Some keyboard shortcuts are worth learning to save time. Remember, screen shortcuts will only work when meeting control toolbar has focus.

  • Alt+A: Mute/unmute audio
  • Alt+M: Mute/unmute audio for everyone except host (for host only)
  • Alt+I: Send invitations to others by email
  • Alt+S: Launch share screen window and stop screen share
  • Alt+Shift+S: Start/stop new screen share 
  • Alt+T: Pause or resume screen share 
  • Alt+F: Enter or exit full screen


  • Alt+Shift+T: Screenshot
  • Alt+L: Switch to Portrait/Landscape View: 
  • Ctrl+W: Close current chat session
  • Ctrl+T: Jump to chat with someone
  • Ctrl+F: Search


  • Ctrl+Shift+P: Call highlighted phone number.
  • Ctrl+Shift+A: Accept inbound call
  • Ctrl+Shift+E: End current call
  • Ctrl+Shift+D: Decline inbound call
  • Ctrl+Shift+M: Mute/unmute mic

Appearance and Vanity Settings

When some help with appearance is desired or needed, Zoom’s Touch Up My Appearance feature may come to rescue. If you have ever used the beauty mode for a selfie, you know what I am talking about. The filter aims to improve an appearance but it has limits. For set up, next to Start Video, click the Up Arrow>Video Settings. Under My Video, check the box for Touch Up My Appearance. 
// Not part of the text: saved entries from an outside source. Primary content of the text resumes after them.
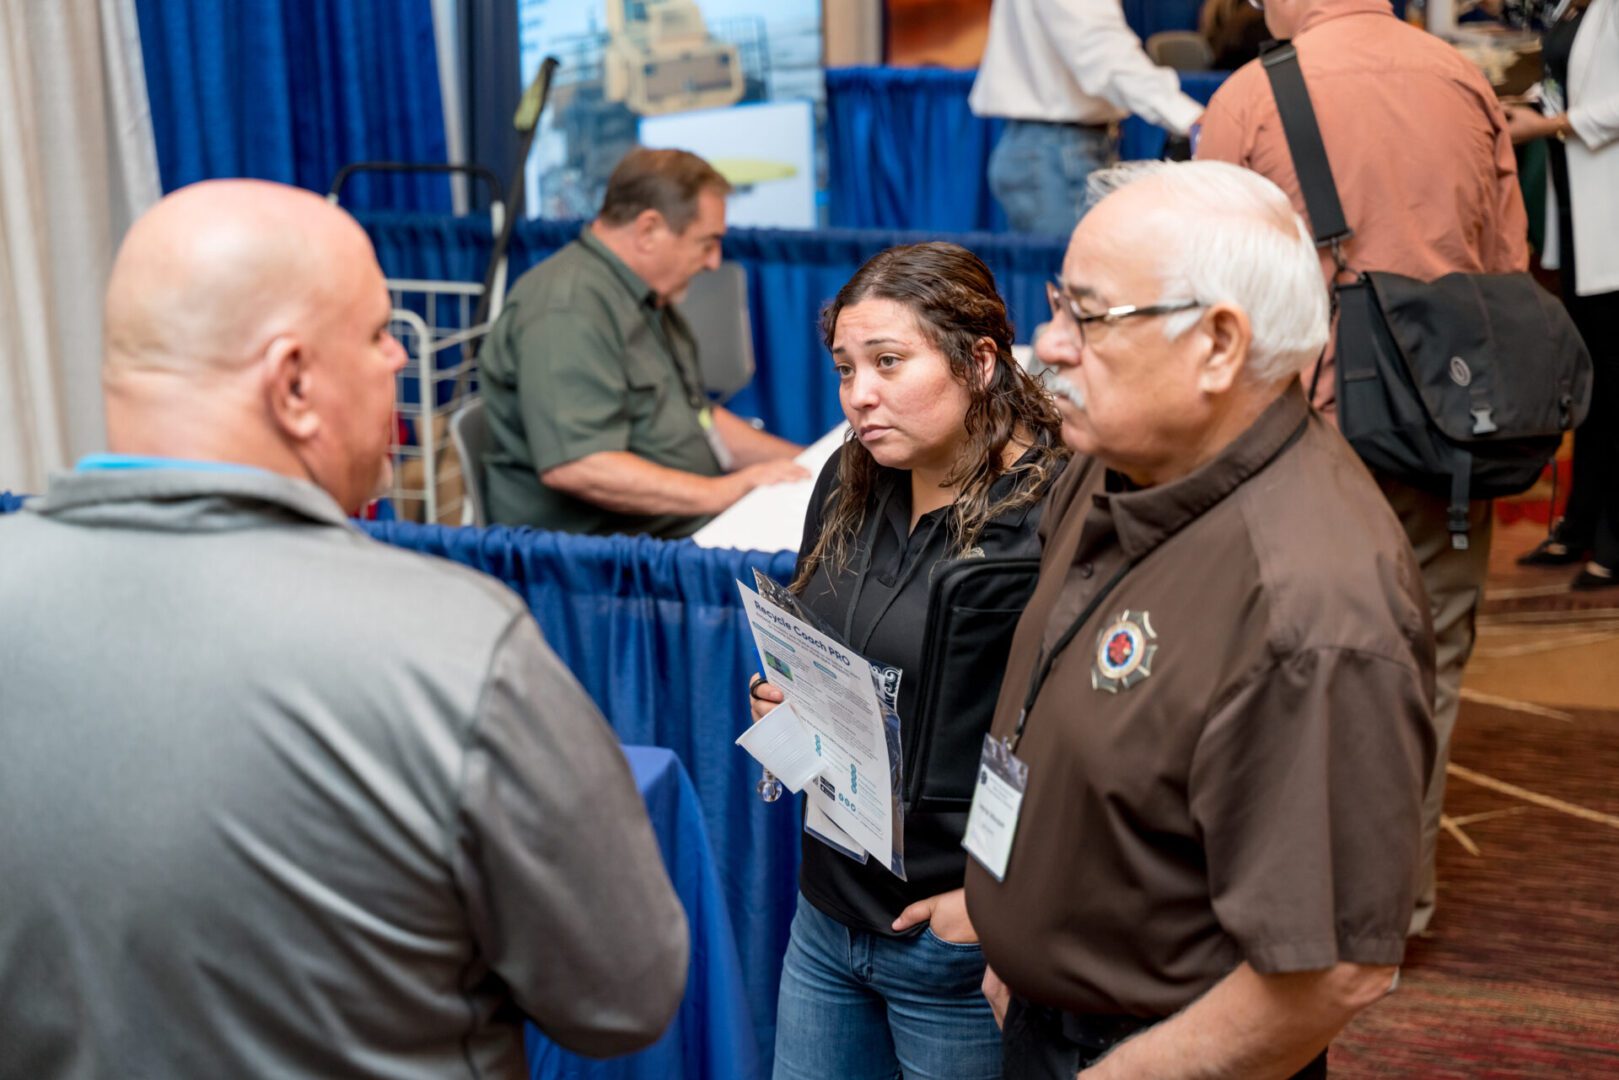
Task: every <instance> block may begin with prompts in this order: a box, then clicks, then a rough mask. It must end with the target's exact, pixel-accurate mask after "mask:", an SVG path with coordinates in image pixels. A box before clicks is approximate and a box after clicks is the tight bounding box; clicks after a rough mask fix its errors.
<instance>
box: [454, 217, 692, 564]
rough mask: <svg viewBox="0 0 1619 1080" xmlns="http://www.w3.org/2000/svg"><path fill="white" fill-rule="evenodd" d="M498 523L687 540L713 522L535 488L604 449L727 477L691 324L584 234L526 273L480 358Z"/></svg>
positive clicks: (579, 532)
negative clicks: (618, 504) (614, 505)
mask: <svg viewBox="0 0 1619 1080" xmlns="http://www.w3.org/2000/svg"><path fill="white" fill-rule="evenodd" d="M479 381H481V390H482V397H484V410H486V415H487V418H489V431H491V440H492V444H494V445H492V449H491V452H489V455H487V457H486V458H484V468H486V473H487V478H486V479H487V486H489V520H491V521H495V523H500V525H534V526H539V528H547V529H562V531H567V533H593V534H601V536H604V534H609V533H648V534H651V536H690V534H691V533H695V531H696V529H698V528H699V526H701V525H703V523H704V521H706V520H708V518H703V517H680V515H640V513H617V512H614V510H607V508H606V507H599V505H596V504H591V502H584V500H581V499H575V497H572V495H567V494H563V492H560V491H555V489H550V487H546V486H544V484H541V483H539V474H541V473H544V471H546V470H550V468H555V466H559V465H567V463H568V461H576V460H580V458H583V457H588V455H591V453H599V452H604V450H628V452H630V453H635V455H638V457H643V458H646V460H648V461H652V463H656V465H664V466H667V468H677V470H682V471H686V473H698V474H701V476H719V474H720V473H722V470H720V465H719V461H717V460H716V458H714V452H712V449H709V442H708V437H706V436H704V431H703V413H704V411H706V410H708V398H706V397H704V393H703V382H701V376H699V372H698V350H696V342H695V340H693V337H691V330H690V329H688V327H686V322H685V319H682V317H680V314H678V313H677V311H675V309H674V308H669V306H661V304H659V303H657V295H656V293H654V291H652V290H651V288H649V287H648V283H646V282H643V280H641V279H640V277H638V275H636V274H635V272H631V270H630V267H627V266H625V264H623V262H622V261H620V259H618V257H617V256H615V254H614V253H610V251H609V249H607V248H606V246H604V244H602V243H601V240H597V238H596V236H594V235H593V233H591V230H589V227H588V225H586V227H584V230H583V232H581V233H580V238H578V240H575V241H573V243H570V244H568V246H567V248H563V249H562V251H559V253H557V254H554V256H550V257H549V259H546V261H544V262H541V264H539V266H536V267H534V269H533V270H529V272H528V274H525V275H523V277H521V279H520V280H518V283H516V285H515V287H513V288H512V295H510V296H508V298H507V303H505V308H504V309H502V313H500V319H499V321H497V322H495V325H494V329H492V330H491V334H489V340H487V343H486V345H484V348H482V351H481V355H479Z"/></svg>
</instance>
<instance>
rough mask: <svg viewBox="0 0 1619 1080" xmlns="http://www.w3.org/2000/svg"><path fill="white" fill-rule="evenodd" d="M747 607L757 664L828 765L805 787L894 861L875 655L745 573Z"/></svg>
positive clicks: (888, 750) (871, 843) (849, 831)
mask: <svg viewBox="0 0 1619 1080" xmlns="http://www.w3.org/2000/svg"><path fill="white" fill-rule="evenodd" d="M737 588H738V589H740V591H742V607H743V610H745V612H746V615H748V627H750V630H753V644H754V648H758V651H759V662H761V667H759V670H761V672H764V675H766V677H767V678H769V680H771V682H772V683H776V687H779V688H780V690H782V693H785V695H787V696H788V698H790V699H792V703H793V711H795V712H797V714H798V719H800V721H803V724H805V727H808V729H809V733H811V737H814V745H816V753H818V755H819V756H821V758H822V759H824V763H826V769H824V771H822V772H821V776H819V777H816V782H814V784H809V785H808V787H806V789H805V792H806V798H808V800H809V801H811V805H818V806H819V808H821V810H822V811H824V813H826V816H827V818H831V819H832V823H834V824H835V826H837V827H839V829H842V831H843V832H847V834H848V836H850V837H852V839H853V840H855V844H853V847H856V848H860V850H865V852H869V853H871V855H874V857H876V858H877V861H879V863H882V865H884V866H889V865H890V863H892V861H894V806H892V785H890V780H889V743H887V733H886V732H884V721H882V708H881V706H879V704H877V691H876V685H874V682H873V678H871V662H869V661H868V659H866V657H863V656H860V654H858V653H855V651H853V649H848V648H843V646H842V644H839V643H837V641H834V640H832V638H829V636H826V635H824V633H821V631H819V630H816V628H814V627H809V625H806V623H805V622H801V620H798V619H793V617H792V615H788V614H787V612H784V610H780V609H779V607H776V606H774V604H771V602H767V601H766V599H764V597H763V596H759V594H758V593H754V591H753V589H750V588H748V586H746V585H743V583H742V581H738V583H737Z"/></svg>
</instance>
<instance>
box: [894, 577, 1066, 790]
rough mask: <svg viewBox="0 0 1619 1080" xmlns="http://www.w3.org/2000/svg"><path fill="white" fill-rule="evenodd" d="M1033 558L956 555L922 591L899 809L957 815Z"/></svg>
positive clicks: (995, 710)
mask: <svg viewBox="0 0 1619 1080" xmlns="http://www.w3.org/2000/svg"><path fill="white" fill-rule="evenodd" d="M1038 575H1039V559H962V560H960V562H952V563H949V565H947V567H944V568H942V570H939V573H937V575H936V576H934V580H933V585H931V586H929V589H928V622H926V627H924V631H923V633H926V641H924V643H923V654H921V657H923V659H921V691H920V695H918V704H916V717H915V722H913V724H910V725H907V727H908V730H907V732H905V740H903V742H905V746H903V755H905V810H907V813H910V811H924V813H941V811H960V813H965V811H967V808H968V806H971V803H973V785H975V782H976V777H978V758H979V751H981V750H983V745H984V733H986V732H988V730H989V721H991V719H992V717H994V711H996V696H997V695H999V693H1001V677H1002V675H1004V674H1005V667H1007V653H1009V651H1010V649H1012V631H1013V630H1015V628H1017V620H1018V615H1022V614H1023V606H1025V604H1028V597H1030V594H1031V593H1033V591H1035V578H1036V576H1038Z"/></svg>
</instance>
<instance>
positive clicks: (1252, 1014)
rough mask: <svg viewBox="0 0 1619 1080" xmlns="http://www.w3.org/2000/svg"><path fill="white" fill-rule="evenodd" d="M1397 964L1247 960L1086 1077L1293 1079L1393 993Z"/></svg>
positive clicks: (1131, 1079)
mask: <svg viewBox="0 0 1619 1080" xmlns="http://www.w3.org/2000/svg"><path fill="white" fill-rule="evenodd" d="M1394 972H1396V968H1392V967H1383V965H1360V963H1339V965H1337V967H1332V968H1329V970H1326V972H1295V973H1290V975H1260V973H1258V972H1255V970H1253V968H1250V967H1248V965H1247V963H1243V965H1239V967H1237V968H1235V970H1234V972H1232V973H1230V975H1227V976H1226V978H1222V980H1221V981H1219V983H1216V984H1214V988H1213V989H1209V993H1206V994H1203V997H1200V999H1196V1001H1195V1002H1192V1004H1190V1006H1187V1007H1185V1009H1182V1010H1180V1012H1179V1014H1175V1015H1174V1017H1171V1018H1169V1020H1164V1022H1162V1023H1156V1025H1153V1027H1151V1028H1148V1030H1146V1031H1143V1033H1141V1035H1137V1036H1135V1038H1130V1040H1125V1041H1124V1043H1120V1044H1119V1046H1117V1048H1114V1049H1112V1052H1109V1054H1107V1056H1106V1057H1103V1059H1101V1061H1099V1062H1096V1064H1094V1065H1091V1067H1090V1069H1085V1070H1081V1072H1080V1077H1083V1078H1085V1080H1125V1078H1130V1080H1273V1078H1274V1080H1285V1078H1287V1077H1290V1075H1294V1074H1295V1072H1298V1070H1300V1069H1303V1067H1305V1065H1307V1064H1310V1061H1311V1059H1315V1056H1316V1054H1319V1052H1321V1051H1323V1049H1324V1048H1326V1044H1328V1043H1331V1041H1332V1036H1334V1035H1337V1033H1339V1031H1341V1030H1342V1028H1344V1025H1345V1023H1349V1020H1350V1018H1352V1017H1353V1015H1355V1014H1357V1012H1360V1010H1362V1009H1365V1007H1366V1006H1370V1004H1373V1002H1375V1001H1378V999H1379V997H1383V996H1384V994H1387V993H1389V989H1391V988H1392V983H1394Z"/></svg>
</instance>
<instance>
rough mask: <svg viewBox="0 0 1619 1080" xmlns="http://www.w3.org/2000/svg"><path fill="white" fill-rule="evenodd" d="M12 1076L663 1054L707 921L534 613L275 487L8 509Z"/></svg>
mask: <svg viewBox="0 0 1619 1080" xmlns="http://www.w3.org/2000/svg"><path fill="white" fill-rule="evenodd" d="M0 552H3V557H0V610H3V612H5V620H3V622H0V635H3V640H0V746H3V750H0V1001H5V1007H3V1009H0V1075H3V1077H29V1078H36V1077H104V1075H131V1077H269V1075H275V1077H287V1075H308V1077H314V1075H343V1077H424V1078H426V1077H457V1075H478V1077H525V1075H526V1069H525V1064H523V1048H521V1020H523V1017H525V1015H528V1017H533V1018H534V1020H536V1022H538V1023H539V1027H541V1028H544V1030H546V1031H547V1033H549V1035H550V1036H552V1038H555V1040H557V1041H559V1043H562V1044H563V1046H568V1048H572V1049H578V1051H583V1052H588V1054H615V1052H627V1051H631V1049H636V1048H640V1046H644V1044H648V1043H651V1041H652V1040H654V1038H656V1036H657V1035H659V1033H661V1031H662V1028H664V1025H665V1023H667V1020H669V1017H670V1015H672V1012H674V1009H675V1007H677V1004H678V1001H680V996H682V991H683V988H685V972H686V925H685V916H683V913H682V910H680V904H678V900H677V897H675V894H674V891H672V889H670V884H669V879H667V876H665V873H664V868H662V861H661V858H659V852H657V845H656V840H654V837H652V832H651V827H649V824H648V819H646V810H644V806H643V803H641V800H640V797H638V793H636V789H635V784H633V779H631V776H630V771H628V767H627V764H625V759H623V755H622V753H620V750H618V745H617V742H615V740H614V735H612V733H610V732H609V730H607V727H606V725H604V724H602V721H601V716H599V714H597V711H596V708H594V706H593V704H591V701H589V698H586V696H584V693H583V691H581V690H580V687H578V683H576V682H575V680H573V678H572V677H570V675H568V672H567V670H565V669H563V667H562V664H560V662H559V661H557V657H555V656H554V654H552V653H550V649H549V648H547V646H546V644H544V641H542V640H541V635H539V630H538V627H536V625H534V620H533V619H531V617H529V614H528V612H526V610H525V607H523V604H521V602H520V601H518V597H516V596H513V594H512V593H510V591H507V589H505V588H502V586H500V585H499V583H495V581H494V580H491V578H486V576H482V575H478V573H473V572H470V570H466V568H461V567H457V565H453V563H448V562H444V560H437V559H426V557H421V555H414V554H410V552H405V551H398V549H392V547H387V546H384V544H377V542H374V541H371V539H368V538H366V536H363V534H359V533H358V531H356V529H353V528H351V526H350V525H348V521H346V520H345V517H343V513H342V510H340V508H338V507H337V505H335V504H334V502H332V500H330V499H329V497H327V495H325V494H324V492H321V491H319V489H316V487H312V486H309V484H304V483H298V481H290V479H285V478H280V476H272V474H269V473H256V471H240V473H193V471H170V470H142V471H123V473H112V471H91V473H74V474H68V476H62V478H57V479H55V481H53V483H52V486H50V491H49V494H47V495H45V499H42V500H36V502H32V504H31V505H29V507H28V508H26V510H24V512H21V513H16V515H8V517H6V518H0Z"/></svg>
For clothes, a plain solid color (but not bright white or dark black) looks best. Avoid busy patterns which are just distracting.

Camera Friendliness

Proper lighting befuddles people. It is common to see “Shady Faces” where half the face is shaded or blocked in some way. It is best to have one lamp, directly by your face, for even steady lighting. Sidelights or backlights don’t work. Face the window. Do not sit with your back to the window, as camera will make you into a silhouette. 

The cameras on smartphones and webcams are wide-angle. If you are too close to it, your face will look disproportional. Move away from the camera. The closer you are to a wide-angle camera, the more distorted you look. 

The camera should be at eye-level and you should be looking straight ahead. If the laptop webcam is below eye-level, stack some books underneath to bring it up. 


Audio on laptop webcam is middling at best. For improved audio, you will need to purchase an accessory mic which plugs into your USB port. The sound quality will improve substantially. 

Learning some basic tricks can have you using  Zoom like a pro. You will work more efficiently and look better doing it. That is always a good combination.